The Lee Symptom Scale (LSS) is a 2-minute PRO measure designed to assess the symptom burden of cGVHD. The 30-item scale content of the LSS was validated by cognitive interviews.^5,6 The LSS is currently considered the gold standard PRO measure and has been incorporated as a secondary endpoint in clinical trials, as recommended by the NIH cGVHD consensus criteria. It includes a skin subscale (5 questions addressing skin symptom burden) and a muscle/joint subscale (4 questions addressing joint, muscle, and fascia symptom burden). Changes in LSS skin and muscle/joint subscales correlate with patient-reported changes in sclerotic disease burden⁷ as well as with the NIH skin score and organ response, making the scale useful for capturing changes in disease manifestations.⁸ However, previous work has also highlighted the need for refinement of the LSS skin subscale,⁶ particularly for sclerotic forms of skin disease, which necessitate additional components to capture symptom severity and functional implications. In addition, there is interest in refining the clinician-reported skin score, as substantial changes must occur to be considered a treatment response.

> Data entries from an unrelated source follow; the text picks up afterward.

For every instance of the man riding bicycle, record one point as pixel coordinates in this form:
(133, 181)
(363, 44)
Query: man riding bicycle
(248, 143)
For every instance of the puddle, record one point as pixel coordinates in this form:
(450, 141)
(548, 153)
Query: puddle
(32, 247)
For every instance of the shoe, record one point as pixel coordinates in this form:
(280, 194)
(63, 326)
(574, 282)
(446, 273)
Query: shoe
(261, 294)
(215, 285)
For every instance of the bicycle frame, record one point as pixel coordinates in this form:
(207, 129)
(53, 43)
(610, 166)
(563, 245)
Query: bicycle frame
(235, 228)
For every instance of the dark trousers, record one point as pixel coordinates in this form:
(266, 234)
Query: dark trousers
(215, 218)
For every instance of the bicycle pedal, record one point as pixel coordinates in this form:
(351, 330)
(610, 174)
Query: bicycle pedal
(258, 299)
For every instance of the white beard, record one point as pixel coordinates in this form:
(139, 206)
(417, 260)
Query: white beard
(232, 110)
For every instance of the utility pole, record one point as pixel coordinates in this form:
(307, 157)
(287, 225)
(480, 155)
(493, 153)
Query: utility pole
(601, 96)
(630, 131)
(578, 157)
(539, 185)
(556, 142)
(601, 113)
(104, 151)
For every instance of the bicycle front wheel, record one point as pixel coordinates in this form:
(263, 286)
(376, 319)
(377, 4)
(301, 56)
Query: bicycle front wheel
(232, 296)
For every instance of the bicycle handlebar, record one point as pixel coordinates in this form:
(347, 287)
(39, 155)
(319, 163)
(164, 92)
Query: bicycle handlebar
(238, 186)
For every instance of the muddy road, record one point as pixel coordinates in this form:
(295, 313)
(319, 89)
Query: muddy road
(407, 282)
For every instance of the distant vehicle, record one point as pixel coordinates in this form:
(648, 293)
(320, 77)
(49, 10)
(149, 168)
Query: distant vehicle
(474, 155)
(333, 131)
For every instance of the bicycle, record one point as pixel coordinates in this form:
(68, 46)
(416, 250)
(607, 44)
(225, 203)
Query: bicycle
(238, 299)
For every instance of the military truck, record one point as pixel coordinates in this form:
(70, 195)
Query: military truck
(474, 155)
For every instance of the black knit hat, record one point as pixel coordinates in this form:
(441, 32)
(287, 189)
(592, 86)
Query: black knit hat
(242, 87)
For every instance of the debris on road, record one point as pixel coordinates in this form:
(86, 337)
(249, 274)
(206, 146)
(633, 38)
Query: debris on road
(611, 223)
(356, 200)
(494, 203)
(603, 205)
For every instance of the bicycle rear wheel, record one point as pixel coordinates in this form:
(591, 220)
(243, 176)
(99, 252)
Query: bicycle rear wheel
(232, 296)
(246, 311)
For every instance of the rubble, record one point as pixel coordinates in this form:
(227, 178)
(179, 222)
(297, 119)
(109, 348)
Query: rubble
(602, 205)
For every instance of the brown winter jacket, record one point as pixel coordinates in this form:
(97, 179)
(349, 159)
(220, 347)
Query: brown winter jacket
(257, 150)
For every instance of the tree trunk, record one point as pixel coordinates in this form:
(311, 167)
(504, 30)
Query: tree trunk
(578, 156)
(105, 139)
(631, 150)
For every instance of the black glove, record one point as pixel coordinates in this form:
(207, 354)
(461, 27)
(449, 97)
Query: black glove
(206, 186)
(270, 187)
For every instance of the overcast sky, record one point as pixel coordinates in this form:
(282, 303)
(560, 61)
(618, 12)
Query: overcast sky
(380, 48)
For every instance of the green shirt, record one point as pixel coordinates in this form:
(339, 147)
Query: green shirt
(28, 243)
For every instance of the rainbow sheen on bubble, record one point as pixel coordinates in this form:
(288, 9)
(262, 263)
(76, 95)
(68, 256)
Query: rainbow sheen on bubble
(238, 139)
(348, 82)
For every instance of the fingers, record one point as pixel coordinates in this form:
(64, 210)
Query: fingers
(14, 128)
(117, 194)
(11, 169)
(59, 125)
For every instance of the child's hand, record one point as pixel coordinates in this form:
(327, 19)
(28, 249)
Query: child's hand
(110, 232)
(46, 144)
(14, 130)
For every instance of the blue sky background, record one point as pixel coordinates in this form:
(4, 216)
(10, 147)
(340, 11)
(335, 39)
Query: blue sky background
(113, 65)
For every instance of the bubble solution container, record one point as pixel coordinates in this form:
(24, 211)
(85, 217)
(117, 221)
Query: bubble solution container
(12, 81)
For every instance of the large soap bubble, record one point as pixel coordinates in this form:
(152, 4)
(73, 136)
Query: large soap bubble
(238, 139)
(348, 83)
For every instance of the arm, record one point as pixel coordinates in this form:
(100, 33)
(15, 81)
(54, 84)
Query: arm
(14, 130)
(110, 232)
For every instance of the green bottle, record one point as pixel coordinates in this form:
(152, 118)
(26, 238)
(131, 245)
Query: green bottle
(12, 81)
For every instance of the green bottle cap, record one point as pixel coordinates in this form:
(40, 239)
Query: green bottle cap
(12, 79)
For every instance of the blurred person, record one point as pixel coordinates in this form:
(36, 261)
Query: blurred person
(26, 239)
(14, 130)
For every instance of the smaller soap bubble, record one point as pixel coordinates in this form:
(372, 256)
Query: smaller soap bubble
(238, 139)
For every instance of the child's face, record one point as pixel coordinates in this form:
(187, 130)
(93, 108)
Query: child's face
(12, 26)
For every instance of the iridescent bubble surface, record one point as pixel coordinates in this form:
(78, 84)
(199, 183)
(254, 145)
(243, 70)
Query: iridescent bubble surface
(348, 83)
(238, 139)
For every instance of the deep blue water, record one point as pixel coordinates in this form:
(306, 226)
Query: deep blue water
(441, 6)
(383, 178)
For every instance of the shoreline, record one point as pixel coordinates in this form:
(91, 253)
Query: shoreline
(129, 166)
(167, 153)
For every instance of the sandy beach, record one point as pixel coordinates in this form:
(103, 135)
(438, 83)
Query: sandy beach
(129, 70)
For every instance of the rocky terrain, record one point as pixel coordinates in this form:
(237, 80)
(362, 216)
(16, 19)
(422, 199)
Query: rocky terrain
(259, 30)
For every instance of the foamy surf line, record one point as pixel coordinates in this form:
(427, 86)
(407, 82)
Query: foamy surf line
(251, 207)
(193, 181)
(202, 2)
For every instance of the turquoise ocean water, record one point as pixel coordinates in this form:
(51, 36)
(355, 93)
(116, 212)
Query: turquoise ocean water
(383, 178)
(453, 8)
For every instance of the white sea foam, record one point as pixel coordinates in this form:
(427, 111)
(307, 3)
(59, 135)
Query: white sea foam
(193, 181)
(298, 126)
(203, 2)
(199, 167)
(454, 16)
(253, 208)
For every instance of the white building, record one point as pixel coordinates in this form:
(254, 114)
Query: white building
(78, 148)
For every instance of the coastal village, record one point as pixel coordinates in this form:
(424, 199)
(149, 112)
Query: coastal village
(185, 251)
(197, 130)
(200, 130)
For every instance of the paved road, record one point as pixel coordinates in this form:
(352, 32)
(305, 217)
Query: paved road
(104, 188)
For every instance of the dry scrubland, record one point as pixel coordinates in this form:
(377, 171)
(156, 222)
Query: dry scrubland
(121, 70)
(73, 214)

This is especially pertinent in cGVHD-associated sclerosis, where treatment responses are slow and active sclerosis difficult to distinguish on clinical exam from fixed deficits.

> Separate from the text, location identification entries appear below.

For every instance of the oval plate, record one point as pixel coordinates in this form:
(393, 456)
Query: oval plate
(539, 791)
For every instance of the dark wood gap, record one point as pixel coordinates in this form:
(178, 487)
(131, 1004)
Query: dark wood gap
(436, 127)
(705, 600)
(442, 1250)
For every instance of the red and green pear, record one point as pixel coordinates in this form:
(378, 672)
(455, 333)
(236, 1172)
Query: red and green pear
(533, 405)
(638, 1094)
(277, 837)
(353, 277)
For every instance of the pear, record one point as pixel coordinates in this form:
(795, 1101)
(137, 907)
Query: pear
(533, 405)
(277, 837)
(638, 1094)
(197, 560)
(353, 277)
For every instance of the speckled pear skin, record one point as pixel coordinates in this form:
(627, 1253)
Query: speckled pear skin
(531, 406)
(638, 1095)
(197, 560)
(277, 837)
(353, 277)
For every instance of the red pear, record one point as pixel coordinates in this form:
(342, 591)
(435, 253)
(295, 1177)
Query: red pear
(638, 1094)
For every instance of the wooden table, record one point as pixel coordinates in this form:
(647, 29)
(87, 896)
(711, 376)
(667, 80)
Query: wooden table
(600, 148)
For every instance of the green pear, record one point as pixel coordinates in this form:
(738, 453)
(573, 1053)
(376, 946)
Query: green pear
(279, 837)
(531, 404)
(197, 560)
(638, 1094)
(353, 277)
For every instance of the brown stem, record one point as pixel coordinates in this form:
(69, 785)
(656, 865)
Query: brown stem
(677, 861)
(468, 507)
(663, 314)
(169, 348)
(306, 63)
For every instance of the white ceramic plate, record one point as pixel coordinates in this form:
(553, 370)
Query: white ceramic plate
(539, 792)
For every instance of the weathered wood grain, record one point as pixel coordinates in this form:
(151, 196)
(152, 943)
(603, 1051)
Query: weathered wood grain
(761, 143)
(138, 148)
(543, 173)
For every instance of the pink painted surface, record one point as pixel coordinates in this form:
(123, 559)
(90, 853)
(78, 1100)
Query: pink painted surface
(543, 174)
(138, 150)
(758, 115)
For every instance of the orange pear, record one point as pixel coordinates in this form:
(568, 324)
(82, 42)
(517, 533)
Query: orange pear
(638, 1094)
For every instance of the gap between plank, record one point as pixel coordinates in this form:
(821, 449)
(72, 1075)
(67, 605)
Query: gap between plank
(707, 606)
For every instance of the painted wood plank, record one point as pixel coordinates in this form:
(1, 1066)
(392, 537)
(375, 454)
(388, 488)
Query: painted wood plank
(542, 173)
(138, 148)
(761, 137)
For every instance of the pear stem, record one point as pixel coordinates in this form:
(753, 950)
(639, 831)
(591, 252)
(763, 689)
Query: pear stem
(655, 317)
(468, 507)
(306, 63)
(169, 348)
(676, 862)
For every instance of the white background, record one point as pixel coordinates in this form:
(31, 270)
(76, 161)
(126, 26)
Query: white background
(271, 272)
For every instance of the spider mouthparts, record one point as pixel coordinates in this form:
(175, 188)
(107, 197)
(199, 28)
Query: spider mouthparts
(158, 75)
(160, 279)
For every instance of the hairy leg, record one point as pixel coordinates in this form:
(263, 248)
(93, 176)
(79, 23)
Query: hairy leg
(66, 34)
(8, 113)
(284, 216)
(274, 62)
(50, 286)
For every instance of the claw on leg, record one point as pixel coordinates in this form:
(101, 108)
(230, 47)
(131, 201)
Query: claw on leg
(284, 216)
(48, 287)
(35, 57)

Addressing this need, and in line with guidance from the US Food and Drug Administration (FDA), the LSS-Scl PRO was created by a team led by Stephanie Lee and including experts in qualitative methods and instrument development. The authors employed a 2-part qualitative approach to identify relevant PRO domains for cGVHD-associated sclerosis in adults and then evaluate the content validity of the candidate items. In the first phase, 36 adults with cGVHD-associated sclerosis of the skin or fascia per NIH diagnostic criteria⁹ were recruited from one academic medical center. Semistructured open-ended qualitative interviews were conducted to capture sclerosis-relevant symptoms and functional limitations. Following the coding of symptoms and functions, redundant terms or those with low relevance were omitted, and new symptoms and functions not previously included in existing sclerosis-specific PROs were added. This process resulted in 5 main domains of candidate items: 1) skin changes, 2) symptoms, 3) emotional and social functioning, 4) mobility restrictions, and 5) activity limitations. In the second phase of content validation, a pool of 54 items were tested and iteratively refined through cognitive debriefing interviews until a target of >80% comprehension was achieved in 25 participants. Using FDA guidance, phrasing changes were made to improve relevance and comprehension. One item was removed, and 2 items were added to address respondent feedback, resulting in 55 items, requiring a median time of 4 minutes for completion.

Prior experience and understanding of the similarities and differences in the pathophysiology and clinical course of cGVHD-associated sclerosis compared with other sclerotic skin conditions have highlighted the need to learn from, but not directly extrapolate other PRO measures to this unique patient population.¹⁰ Using this methodical approach and incorporating FDA guidance, Baumrin and colleagues present a promising tool that demonstrates preliminary construct validity through correlation with clinical assessments of disease severity using the modified Rodnan skin score and photographic range of motion. Although there was effort to ensure inclusion of diverse sclerotic disease manifestations, the study is limited by its lack of racial diversity and single-center recruitment. Future validation studies are needed and are currently underway. In addition, there remains a need to develop a similar tool for the pediatric population.

The newly proposed LSS-Scl PRO instrument is part of a long-awaited effort to accelerate progress in this highly morbid form of cGVHD (see figure). The ability to better assess skin sclerosis by incorporating these PRO endpoints should stimulate clinical trials targeting this form of cGVHD.

Conflict-of-interest statement: The authors declare no competing financial interests.